What can increase DevOps technical debt

DevOps

20/06/202108/11/2021

Technical debt is a topic that pops up often in the IT world. Simply stated, it’s a metaphor for all the shortcuts that you take during development that later on hurt your ability to quickly produce or modify code. Often we hear about it in the context of DevOps and CI/CD. So what is DevOps technical debt?

DevOps is significantly different from programming or system administration. DevOps in general works on optimizing and automating processes inside the company. You might disagree with this and say things like “DevOps sets up pipelines and automation and stuff” but in reality all he does is say “Say, how about we stop mocking around thease manual builds and tests and just save the code and let the automation take over?”. Result might be the same, but the intent is that it makes a difference. At Least the difference between a successful DevOps and one who merely follows online guides hoping for the best.
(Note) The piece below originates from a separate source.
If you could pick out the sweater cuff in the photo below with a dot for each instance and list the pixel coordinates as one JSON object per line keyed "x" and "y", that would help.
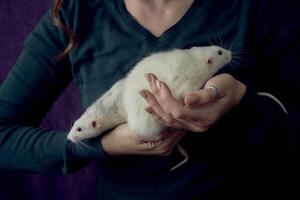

And for this very reason the technical debt from DevOps perspective is different from the more classical programming technical debt. While this is not a complete list of all possible ways you can accumulate technical debt by doing DevOps work, it will definitely be a good starting point for optimizing the work of DevOps inside your organization.

What increases DevOps technical debt?

Set & Forget fallacy

One of the biggest misconceptions with automation and CI/CD pipelines is that you can set them up and completely forget about them. This can sound very counterintuitive. You have a system that does something, and if nothing changes one year from now it should still behave the same. Right?

Well not really. The first issue in this statement is that we assume “nothing changes” and also mention the passing of time. Now I don’t know about you, but for me, time definitely passes and irrevocably changes things. Meaning codebase changes, 3rd party dependencies (packages, libraries, modules, supporting applications) changing or disappearing. APIs, developers, and development platforms are slowly tweaked and replaced.

Anyhow, the point is no matter how careful you are, the world will still move with time. Eventually, your systems will need to be tweaked to match reality. Besides reality, your user’s needs and habits will change, and automation has to follow the stakeholder needs.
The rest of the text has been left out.